Q: I configured my router a long time ago, and EchoLink has been
working fine ever since. Will this affect my node?
A: No. This feature has no effect on nodes that already
have a properly-configured router, or for nodes which do not have a NAT router at
all. It also has no effect on Proxy operation. However, if you are running
a version of EchoLink older than 2.0.902, you are strongly encouraged to upgrade,
to make it easier for others who are using NAT routers to connect to your node,
and yours to theirs.
Q: Does this new feature mean that I don't need to use a Proxy
when I'm at an Internet hot-spot?
A: You may find that you can establish connections to
most nodes on the system without requiring a Proxy. However, using a Proxy will
allow you to connect to nodes that are not running the latest version of the EchoLink
software. It will also avoid problems that might arise if more than EchoLink
node happens to be sharing the same hot-spot.
Q: Is it now possible to run more than one node over a single
A: You may find that it is now possible to run
more than one EchoLink node behind a single IP address, as long as each of the nodes
is making outbound connections only. Incoming connections will still be a problem,
however; there will be no guarantee that an incoming connection will be accepted
by the right node (or accepted at all). Also, there may be undesirable interactions
between the two nodes in the way they log into the system, since the EchoLink servers
track each node by its public IP address. For these reasons, running
more than once instance behind a single IP address, as a regular practice, is strongly
discouraged. If you have a need to share a single Internet connection by more than
one node full-time, the best solution is to obtain a second IP address from your Internet
Q: How does this affect the Firewall/Router Test function (on
the Tools menu in EchoLink)?
A: The Firewall/Router Test utility is unaffected. It
will still indicate whether you are behind an unconfigured firewall or router.
Q: Is there any change in the Windows XP (or Vista) Firewall
A: No. If you are running the built-in firewall in Windows
XP, Windows 7, or Windows Vista, you still need to set up an exception for EchoLink, as described
here for XP or here for Windows 7 and Vista.
Q: Does this new feature work with all types of routers and firewalls?
A: No; it only works with the most common types of NAT routers,
such as the type typically found in home networks. If you have some other type of firewall,
including software firewalls such as Norton Internet Security, you will still need to take
extra steps to allow the EchoLink software to work correctly. This feature also might not work
with more restrictive firewalls such as the type found in offices and businesses.
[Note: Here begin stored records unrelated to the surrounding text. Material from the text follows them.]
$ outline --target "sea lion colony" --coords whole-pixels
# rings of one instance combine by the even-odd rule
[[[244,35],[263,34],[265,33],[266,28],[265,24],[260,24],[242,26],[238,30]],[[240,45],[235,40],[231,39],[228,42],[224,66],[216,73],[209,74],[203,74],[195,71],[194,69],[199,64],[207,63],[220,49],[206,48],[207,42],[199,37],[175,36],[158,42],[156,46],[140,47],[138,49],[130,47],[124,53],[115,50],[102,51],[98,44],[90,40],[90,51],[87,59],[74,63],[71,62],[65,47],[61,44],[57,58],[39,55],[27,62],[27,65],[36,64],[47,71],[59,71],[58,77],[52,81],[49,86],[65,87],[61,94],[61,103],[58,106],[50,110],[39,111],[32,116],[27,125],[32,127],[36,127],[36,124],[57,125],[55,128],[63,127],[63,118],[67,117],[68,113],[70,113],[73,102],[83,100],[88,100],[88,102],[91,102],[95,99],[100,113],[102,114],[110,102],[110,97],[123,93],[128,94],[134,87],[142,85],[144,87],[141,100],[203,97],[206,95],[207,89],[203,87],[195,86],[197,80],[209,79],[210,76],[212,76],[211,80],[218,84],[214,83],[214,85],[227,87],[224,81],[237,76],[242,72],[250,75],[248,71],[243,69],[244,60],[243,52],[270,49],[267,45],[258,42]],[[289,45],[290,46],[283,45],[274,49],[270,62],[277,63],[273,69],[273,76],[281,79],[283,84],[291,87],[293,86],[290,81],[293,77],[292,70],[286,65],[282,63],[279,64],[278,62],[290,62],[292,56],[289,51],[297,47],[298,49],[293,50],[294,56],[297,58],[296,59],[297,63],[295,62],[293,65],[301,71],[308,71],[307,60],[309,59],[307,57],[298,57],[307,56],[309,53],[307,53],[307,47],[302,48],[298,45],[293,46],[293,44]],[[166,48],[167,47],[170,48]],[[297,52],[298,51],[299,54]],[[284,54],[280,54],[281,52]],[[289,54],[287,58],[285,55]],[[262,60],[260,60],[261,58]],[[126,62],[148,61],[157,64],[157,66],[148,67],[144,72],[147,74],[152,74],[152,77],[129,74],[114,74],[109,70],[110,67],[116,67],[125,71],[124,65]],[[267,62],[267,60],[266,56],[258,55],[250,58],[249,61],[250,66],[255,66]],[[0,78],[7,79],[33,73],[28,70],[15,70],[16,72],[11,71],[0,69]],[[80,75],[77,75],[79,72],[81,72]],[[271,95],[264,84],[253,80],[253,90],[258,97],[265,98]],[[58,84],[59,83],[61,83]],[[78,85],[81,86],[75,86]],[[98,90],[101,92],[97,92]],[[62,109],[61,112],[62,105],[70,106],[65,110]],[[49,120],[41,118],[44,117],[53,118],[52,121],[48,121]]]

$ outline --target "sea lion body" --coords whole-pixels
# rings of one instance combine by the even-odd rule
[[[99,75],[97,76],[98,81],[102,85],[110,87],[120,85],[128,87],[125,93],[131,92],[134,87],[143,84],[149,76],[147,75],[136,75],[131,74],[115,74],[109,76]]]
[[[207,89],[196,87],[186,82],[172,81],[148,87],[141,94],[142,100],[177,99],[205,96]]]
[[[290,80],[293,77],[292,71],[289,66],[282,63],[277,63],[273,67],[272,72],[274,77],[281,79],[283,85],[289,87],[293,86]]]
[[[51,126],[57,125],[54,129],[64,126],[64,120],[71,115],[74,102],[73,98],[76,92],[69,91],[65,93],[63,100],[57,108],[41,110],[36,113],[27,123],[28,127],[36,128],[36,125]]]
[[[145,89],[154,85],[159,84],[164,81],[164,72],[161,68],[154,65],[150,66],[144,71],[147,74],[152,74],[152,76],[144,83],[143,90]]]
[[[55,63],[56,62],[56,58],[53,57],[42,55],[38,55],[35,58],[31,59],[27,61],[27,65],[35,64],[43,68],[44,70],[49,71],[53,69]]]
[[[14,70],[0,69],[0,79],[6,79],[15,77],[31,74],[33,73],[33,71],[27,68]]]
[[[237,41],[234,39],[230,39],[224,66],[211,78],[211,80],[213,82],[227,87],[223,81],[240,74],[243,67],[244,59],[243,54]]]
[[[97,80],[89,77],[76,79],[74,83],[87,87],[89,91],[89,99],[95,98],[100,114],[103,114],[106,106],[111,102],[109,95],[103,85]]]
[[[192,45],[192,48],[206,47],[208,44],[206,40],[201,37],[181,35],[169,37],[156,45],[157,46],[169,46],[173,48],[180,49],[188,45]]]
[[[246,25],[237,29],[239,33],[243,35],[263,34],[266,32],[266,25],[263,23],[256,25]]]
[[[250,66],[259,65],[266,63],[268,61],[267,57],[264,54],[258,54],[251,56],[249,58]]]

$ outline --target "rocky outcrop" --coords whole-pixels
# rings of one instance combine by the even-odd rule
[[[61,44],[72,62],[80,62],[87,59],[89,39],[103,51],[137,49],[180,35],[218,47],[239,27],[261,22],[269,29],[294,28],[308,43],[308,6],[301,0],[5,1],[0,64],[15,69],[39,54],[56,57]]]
In these situations, an EchoLink Proxy is usually the best alternative.
Q: How does this actually work, from a technical perspective?
A: There are two parts to it.
The first is simple; the program now uses the same ports (5198 and 5199) for both
source and destination when it sends UDP packets. Prior to this, it used
dynamically-assigned source port numbers. Most types of NAT routers will establish
a "flow" when they see a request and a
corresponding response with precisely reversed addresses (including port number),
allowing other unsolicited packets to be received over the same "flow" within a
certain time period. Using fixed source ports ensures that the source and
destination addresses are exactly swapped in a response packet. This also avoids
false triggering of denial-of-service protections built into some firewalls, which
had been a problem for a few users.
The second part is a way to accommodate a firewall on incoming connections.
When a node initiates a connection, it sends an additional packet to its
addressing server indicating that it wishes to connect to the other node. The
addressing server relays this request to the receiving node, which responds by
sending a pair of packets back to the initiating node to establish the "flow" described
above. (Nodes maintain a UDP "flow" with the addressing server to prepare to
receive these requests by sending packets to it periodically.) This works even if
the two nodes are on different addressing servers, because these connection-request
packets are relayed internally amongst the addressing servers as well.